CryoDRGN models both discrete and continuous structural heterogeneity
We next used simulated single particle cryo-EM datasets to test if the complete cryoDRGN framework could perform heterogeneous reconstruction. This simulation-based approach allowed us to quantitatively evaluate the method’s performance by comparing the reconstructed density maps to the ground truth density maps. To simulate continuous motions, we constructed an atomic model of a hypothetical protein complex and iteratively rotated one bond’s dihedral angle, resulting in a series of 50 distinct but closely-related atomic models. We then generated density maps along this reaction coordinate to serve as the ground truth density maps (Fig. 3a). Cryo-EM micrographs were generated by projecting the ground truth maps with random poses, followed by application of the contrast transfer function (CTF) and the addition of noise (see Methods). To simulate a compositionally heterogeneous dataset, this procedure was repeated by mixing images generated from the bacterial 30S, 50S, and 70S ribosomal density maps (Fig. 3d). The cryoDRGN networks were then provided these simulated images and their corresponding poses, and were trained with 1-dimensional (1D) latent variable models.

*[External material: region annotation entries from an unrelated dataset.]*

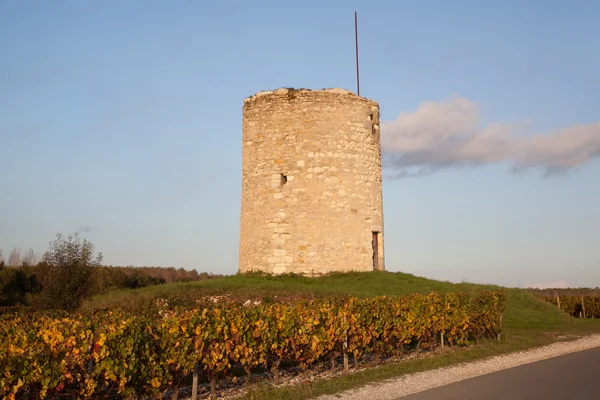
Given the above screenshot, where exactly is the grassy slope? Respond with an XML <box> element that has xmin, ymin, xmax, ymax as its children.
<box><xmin>82</xmin><ymin>272</ymin><xmax>600</xmax><ymax>400</ymax></box>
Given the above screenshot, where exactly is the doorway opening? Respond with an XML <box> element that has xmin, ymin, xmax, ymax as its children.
<box><xmin>372</xmin><ymin>232</ymin><xmax>379</xmax><ymax>271</ymax></box>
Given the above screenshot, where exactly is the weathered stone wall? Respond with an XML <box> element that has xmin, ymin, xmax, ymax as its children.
<box><xmin>239</xmin><ymin>89</ymin><xmax>384</xmax><ymax>275</ymax></box>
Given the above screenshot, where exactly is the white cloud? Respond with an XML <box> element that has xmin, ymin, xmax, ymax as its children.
<box><xmin>381</xmin><ymin>96</ymin><xmax>600</xmax><ymax>177</ymax></box>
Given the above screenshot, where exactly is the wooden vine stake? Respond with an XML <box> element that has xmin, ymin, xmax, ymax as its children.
<box><xmin>192</xmin><ymin>365</ymin><xmax>198</xmax><ymax>400</ymax></box>
<box><xmin>344</xmin><ymin>312</ymin><xmax>348</xmax><ymax>372</ymax></box>
<box><xmin>498</xmin><ymin>313</ymin><xmax>504</xmax><ymax>341</ymax></box>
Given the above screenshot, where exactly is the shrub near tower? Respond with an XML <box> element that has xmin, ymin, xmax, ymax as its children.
<box><xmin>239</xmin><ymin>89</ymin><xmax>385</xmax><ymax>275</ymax></box>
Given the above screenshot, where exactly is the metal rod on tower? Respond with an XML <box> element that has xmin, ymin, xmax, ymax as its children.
<box><xmin>354</xmin><ymin>11</ymin><xmax>360</xmax><ymax>96</ymax></box>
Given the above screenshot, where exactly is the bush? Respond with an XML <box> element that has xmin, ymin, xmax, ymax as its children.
<box><xmin>42</xmin><ymin>234</ymin><xmax>102</xmax><ymax>311</ymax></box>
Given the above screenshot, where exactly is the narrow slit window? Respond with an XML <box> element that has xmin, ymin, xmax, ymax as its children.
<box><xmin>372</xmin><ymin>231</ymin><xmax>379</xmax><ymax>271</ymax></box>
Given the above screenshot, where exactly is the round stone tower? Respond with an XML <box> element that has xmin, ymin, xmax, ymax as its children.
<box><xmin>239</xmin><ymin>89</ymin><xmax>385</xmax><ymax>275</ymax></box>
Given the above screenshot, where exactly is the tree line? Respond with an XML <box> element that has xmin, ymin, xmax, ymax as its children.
<box><xmin>0</xmin><ymin>234</ymin><xmax>216</xmax><ymax>310</ymax></box>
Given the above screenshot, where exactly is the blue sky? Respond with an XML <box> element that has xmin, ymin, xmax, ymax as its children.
<box><xmin>0</xmin><ymin>0</ymin><xmax>600</xmax><ymax>286</ymax></box>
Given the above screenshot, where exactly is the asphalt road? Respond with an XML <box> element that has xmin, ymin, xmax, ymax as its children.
<box><xmin>397</xmin><ymin>347</ymin><xmax>600</xmax><ymax>400</ymax></box>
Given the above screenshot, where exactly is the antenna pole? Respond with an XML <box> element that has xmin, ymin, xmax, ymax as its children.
<box><xmin>354</xmin><ymin>11</ymin><xmax>360</xmax><ymax>96</ymax></box>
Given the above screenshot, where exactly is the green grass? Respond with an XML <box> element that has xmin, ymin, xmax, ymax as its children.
<box><xmin>81</xmin><ymin>271</ymin><xmax>497</xmax><ymax>311</ymax></box>
<box><xmin>81</xmin><ymin>272</ymin><xmax>600</xmax><ymax>400</ymax></box>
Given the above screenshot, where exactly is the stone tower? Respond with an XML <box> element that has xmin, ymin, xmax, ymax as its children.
<box><xmin>239</xmin><ymin>89</ymin><xmax>385</xmax><ymax>275</ymax></box>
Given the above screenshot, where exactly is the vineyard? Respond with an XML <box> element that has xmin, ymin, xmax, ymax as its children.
<box><xmin>0</xmin><ymin>290</ymin><xmax>507</xmax><ymax>399</ymax></box>
<box><xmin>540</xmin><ymin>295</ymin><xmax>600</xmax><ymax>318</ymax></box>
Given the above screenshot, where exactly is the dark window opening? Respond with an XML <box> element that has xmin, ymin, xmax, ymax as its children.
<box><xmin>373</xmin><ymin>232</ymin><xmax>379</xmax><ymax>271</ymax></box>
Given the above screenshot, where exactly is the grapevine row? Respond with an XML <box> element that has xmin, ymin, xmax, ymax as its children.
<box><xmin>0</xmin><ymin>291</ymin><xmax>506</xmax><ymax>399</ymax></box>
<box><xmin>541</xmin><ymin>295</ymin><xmax>600</xmax><ymax>318</ymax></box>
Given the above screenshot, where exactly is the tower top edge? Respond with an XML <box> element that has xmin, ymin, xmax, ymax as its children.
<box><xmin>244</xmin><ymin>87</ymin><xmax>376</xmax><ymax>105</ymax></box>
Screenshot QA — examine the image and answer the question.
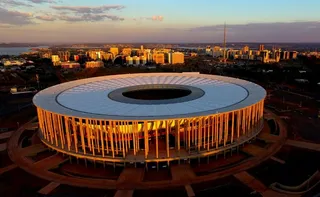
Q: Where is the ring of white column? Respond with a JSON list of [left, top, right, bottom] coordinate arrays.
[[34, 73, 266, 163]]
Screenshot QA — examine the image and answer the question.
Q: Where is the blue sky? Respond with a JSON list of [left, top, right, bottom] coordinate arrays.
[[0, 0, 320, 42]]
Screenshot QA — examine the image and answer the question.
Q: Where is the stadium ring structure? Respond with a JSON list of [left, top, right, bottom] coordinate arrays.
[[33, 73, 266, 165]]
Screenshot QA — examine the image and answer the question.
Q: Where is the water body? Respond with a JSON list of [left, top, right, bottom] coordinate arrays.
[[0, 46, 48, 55]]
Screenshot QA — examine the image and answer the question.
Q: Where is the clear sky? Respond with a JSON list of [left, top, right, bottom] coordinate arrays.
[[0, 0, 320, 43]]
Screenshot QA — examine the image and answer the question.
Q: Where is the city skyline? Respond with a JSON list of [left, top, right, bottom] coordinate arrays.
[[0, 0, 320, 43]]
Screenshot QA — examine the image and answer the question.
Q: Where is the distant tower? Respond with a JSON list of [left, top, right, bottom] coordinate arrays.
[[223, 22, 227, 64]]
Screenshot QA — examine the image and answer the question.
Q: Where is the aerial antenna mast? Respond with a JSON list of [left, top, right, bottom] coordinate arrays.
[[223, 22, 227, 64]]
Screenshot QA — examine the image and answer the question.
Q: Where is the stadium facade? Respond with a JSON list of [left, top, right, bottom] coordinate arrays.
[[33, 73, 266, 165]]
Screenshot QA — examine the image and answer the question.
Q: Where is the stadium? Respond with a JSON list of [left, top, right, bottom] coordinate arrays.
[[33, 73, 266, 166]]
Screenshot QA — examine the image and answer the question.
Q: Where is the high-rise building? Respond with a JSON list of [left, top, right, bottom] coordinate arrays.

When trained on the dataset with continuous heterogeneity, we found that cryoDRGN accurately modeled the full continuum of structures as assessed by two criteria. First, the latent encoding of each image produced by the encoder network correlated well with the dihedral angle of the underlying model (Spearman r = −0.996), which we characterize as the ground truth reaction coordinate (Fig. 3b). Second, when provided a series of latent variable values, the deep coordinate network produced structures that correlated with the ground-truth maps (Fig. 3c). We note that the deep coordinate network can generate an arbitrary number of conformations along the trajectory, and found that for 100 images equally spaced along the reaction coordinate, the generated structure at each image’s predicted latent encoding correlated well with its ground truth map (Supplementary Fig. 2).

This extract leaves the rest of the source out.